Armani aveva anche immaginato di costruire una stazione ferroviaria degli anni '40, con pochi elementi, come il passaggio delle mannequin con le valigie, cercando di dare atmosfera, di fare una cosa dalla quale la gente sarebbe uscita piacevolmente coinvolta. Aveva dipinto tre quadri nella sua vita: tre ritratti, la sua pronipote Maria Vittoria, una persona che conosceva quando era giovane, e un nobile quattrocentesco. Lasciò anche un progetto per il futuro: «Ho costruito una specie di struttura, di progetto, di protocollo che dovrebbe essere seguito da chi verrà dopo di me in questa avventura. Perché non ci dormo la notte». Si augurava di non dover più essere lui a dire sì o no sul lavoro, vedendosi «in una delle mie case, accudito da persone fidate».

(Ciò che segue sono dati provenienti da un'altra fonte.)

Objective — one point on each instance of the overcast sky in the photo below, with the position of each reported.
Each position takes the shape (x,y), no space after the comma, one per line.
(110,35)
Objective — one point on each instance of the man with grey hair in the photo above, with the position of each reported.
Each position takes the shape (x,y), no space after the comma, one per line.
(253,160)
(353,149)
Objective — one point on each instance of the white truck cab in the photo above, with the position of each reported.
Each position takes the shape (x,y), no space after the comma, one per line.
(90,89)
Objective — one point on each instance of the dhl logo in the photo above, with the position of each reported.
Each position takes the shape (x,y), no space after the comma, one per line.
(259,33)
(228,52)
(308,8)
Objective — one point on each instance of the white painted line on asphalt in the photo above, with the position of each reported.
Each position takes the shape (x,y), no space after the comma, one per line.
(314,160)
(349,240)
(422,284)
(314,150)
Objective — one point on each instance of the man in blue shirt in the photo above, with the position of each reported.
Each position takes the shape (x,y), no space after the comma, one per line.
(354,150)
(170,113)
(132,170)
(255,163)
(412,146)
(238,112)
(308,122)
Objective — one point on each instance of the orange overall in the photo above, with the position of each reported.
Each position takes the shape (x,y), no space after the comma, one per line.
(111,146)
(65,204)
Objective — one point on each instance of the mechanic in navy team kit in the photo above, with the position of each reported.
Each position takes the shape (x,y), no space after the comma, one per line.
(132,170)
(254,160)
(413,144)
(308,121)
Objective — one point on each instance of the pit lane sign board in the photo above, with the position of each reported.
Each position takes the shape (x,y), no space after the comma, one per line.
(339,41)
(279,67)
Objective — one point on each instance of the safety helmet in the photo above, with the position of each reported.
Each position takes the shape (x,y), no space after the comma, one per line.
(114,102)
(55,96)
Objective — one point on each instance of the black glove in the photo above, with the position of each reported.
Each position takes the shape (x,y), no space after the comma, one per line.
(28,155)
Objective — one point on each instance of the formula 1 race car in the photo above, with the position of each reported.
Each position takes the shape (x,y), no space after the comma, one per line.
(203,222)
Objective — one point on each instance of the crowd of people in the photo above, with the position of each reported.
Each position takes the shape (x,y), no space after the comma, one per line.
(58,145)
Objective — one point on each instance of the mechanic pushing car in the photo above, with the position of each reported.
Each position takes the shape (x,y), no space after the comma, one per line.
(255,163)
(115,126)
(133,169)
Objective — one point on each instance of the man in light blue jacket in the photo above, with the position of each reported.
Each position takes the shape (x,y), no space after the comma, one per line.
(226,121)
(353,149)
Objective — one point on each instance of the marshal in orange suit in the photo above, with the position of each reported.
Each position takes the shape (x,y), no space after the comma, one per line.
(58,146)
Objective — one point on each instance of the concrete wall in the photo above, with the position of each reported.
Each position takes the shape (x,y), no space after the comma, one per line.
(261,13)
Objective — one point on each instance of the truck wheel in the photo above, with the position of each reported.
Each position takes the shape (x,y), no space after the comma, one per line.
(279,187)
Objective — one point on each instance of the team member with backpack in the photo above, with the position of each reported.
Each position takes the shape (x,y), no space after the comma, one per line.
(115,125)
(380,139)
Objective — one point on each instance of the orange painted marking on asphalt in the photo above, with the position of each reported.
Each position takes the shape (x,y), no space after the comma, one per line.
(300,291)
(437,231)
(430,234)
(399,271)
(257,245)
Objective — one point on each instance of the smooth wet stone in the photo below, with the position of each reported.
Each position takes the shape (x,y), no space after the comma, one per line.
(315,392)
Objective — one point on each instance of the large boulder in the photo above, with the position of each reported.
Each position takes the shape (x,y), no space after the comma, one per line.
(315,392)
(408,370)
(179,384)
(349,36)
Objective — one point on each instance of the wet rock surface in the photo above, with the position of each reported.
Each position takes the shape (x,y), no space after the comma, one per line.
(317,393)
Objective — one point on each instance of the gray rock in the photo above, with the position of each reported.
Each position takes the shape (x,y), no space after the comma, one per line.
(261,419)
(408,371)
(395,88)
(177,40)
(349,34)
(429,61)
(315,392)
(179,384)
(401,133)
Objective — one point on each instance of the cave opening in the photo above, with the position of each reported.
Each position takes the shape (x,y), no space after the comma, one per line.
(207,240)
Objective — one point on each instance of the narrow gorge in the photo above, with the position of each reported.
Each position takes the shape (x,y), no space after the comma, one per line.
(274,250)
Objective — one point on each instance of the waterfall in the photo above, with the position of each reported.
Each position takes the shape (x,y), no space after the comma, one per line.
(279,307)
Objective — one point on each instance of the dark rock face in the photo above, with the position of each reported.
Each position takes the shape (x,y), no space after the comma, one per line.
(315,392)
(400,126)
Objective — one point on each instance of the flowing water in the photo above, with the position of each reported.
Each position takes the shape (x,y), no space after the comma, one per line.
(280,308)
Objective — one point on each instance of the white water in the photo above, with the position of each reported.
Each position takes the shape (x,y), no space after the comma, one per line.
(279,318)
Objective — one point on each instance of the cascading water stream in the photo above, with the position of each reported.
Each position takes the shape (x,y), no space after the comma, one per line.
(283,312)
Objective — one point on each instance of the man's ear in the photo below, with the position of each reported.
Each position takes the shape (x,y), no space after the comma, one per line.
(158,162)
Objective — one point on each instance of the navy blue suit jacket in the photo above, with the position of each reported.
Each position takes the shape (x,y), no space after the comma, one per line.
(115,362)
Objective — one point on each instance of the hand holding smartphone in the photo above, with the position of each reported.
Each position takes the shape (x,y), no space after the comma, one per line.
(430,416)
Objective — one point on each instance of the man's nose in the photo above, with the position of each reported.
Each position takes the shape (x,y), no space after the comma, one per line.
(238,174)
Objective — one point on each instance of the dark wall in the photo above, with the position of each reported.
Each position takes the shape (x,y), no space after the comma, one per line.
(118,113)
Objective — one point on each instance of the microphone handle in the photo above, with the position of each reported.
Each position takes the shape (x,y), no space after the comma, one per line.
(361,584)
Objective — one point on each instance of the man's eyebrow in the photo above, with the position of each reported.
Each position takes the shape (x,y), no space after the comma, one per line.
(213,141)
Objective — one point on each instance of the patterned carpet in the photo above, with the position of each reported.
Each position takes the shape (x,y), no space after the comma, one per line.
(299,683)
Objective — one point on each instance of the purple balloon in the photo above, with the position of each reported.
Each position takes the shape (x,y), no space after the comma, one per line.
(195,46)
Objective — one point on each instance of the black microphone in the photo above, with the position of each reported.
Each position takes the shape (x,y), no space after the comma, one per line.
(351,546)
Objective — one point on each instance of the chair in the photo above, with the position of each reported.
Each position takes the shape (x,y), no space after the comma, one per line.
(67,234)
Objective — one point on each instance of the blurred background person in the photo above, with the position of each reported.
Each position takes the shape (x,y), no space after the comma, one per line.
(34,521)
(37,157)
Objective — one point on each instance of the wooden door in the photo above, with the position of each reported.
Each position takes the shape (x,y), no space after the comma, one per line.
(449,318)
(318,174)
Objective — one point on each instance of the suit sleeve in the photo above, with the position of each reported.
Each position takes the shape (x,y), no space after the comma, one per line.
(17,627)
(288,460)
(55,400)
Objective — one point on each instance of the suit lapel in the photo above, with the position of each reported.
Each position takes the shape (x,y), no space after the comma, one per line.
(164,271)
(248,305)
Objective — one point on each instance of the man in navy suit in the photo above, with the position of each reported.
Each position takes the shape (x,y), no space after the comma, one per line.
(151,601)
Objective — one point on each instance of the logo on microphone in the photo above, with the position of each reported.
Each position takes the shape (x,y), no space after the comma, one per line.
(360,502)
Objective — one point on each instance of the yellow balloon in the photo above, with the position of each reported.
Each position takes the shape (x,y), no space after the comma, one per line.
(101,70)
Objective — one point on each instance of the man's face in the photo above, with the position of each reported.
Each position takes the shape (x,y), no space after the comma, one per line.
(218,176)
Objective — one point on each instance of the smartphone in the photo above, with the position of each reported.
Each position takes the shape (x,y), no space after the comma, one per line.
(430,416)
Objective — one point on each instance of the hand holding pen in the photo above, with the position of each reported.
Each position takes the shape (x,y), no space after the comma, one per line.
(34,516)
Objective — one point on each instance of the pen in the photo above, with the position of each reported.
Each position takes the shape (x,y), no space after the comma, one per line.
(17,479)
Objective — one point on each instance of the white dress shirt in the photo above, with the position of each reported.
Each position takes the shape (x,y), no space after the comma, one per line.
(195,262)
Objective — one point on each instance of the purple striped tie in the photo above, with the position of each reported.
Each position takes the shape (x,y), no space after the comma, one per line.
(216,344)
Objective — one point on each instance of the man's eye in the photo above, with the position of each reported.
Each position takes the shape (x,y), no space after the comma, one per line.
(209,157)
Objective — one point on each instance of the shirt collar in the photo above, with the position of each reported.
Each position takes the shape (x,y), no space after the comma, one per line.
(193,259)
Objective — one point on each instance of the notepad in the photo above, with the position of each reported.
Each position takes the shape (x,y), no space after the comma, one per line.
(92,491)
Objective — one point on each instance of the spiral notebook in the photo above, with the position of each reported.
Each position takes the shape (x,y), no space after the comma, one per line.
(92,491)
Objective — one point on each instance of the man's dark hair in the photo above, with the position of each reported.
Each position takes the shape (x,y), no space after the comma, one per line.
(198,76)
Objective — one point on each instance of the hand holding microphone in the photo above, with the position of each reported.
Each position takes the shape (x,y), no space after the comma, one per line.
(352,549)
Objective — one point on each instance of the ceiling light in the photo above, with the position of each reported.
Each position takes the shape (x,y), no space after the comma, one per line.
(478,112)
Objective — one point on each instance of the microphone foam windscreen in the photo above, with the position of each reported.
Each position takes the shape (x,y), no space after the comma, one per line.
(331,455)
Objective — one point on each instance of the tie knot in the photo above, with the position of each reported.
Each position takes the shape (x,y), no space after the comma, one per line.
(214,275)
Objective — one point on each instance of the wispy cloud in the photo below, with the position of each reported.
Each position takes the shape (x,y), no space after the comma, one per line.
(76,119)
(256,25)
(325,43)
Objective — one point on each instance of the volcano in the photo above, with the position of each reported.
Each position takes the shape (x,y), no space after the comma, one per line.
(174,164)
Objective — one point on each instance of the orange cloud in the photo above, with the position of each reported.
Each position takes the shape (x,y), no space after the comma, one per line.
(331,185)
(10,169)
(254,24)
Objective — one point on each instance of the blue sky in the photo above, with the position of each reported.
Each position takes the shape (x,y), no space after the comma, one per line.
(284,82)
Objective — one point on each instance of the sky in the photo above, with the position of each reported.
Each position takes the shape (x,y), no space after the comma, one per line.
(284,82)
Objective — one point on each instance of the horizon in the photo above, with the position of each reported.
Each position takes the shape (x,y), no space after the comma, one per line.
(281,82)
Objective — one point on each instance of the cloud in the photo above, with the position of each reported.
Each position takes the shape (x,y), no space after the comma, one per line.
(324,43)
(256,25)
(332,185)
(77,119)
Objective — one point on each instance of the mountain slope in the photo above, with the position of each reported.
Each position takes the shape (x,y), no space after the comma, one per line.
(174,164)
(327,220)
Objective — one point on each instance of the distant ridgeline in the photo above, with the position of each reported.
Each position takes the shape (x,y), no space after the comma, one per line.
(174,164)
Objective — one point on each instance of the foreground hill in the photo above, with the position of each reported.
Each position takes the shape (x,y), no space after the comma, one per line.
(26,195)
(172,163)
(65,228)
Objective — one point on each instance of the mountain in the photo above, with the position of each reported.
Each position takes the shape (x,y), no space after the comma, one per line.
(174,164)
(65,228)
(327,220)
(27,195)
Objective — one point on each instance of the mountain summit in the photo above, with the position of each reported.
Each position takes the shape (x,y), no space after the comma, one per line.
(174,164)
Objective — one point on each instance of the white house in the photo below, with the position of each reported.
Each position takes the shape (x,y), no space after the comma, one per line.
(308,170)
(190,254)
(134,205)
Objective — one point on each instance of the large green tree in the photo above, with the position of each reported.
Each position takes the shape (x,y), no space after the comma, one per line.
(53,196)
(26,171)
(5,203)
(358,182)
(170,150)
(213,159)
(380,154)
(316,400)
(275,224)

Nel 2025, anno della sua scomparsa, sono stati celebrati con una serie di progetti: Armani/Archivio, ovvero una mostra seguita da una sfilata alla Pinacoteca di Brera che ripercorre il suo stile e il patrimonio stilistico dello stilista, oltre alla piattaforma digitale che è stata lanciata il 30 agosto durante il Festival di Venezia 2025. Un grande è stato, e la sua eredità continua a plasmare il mondo dell'eleganza e della moda.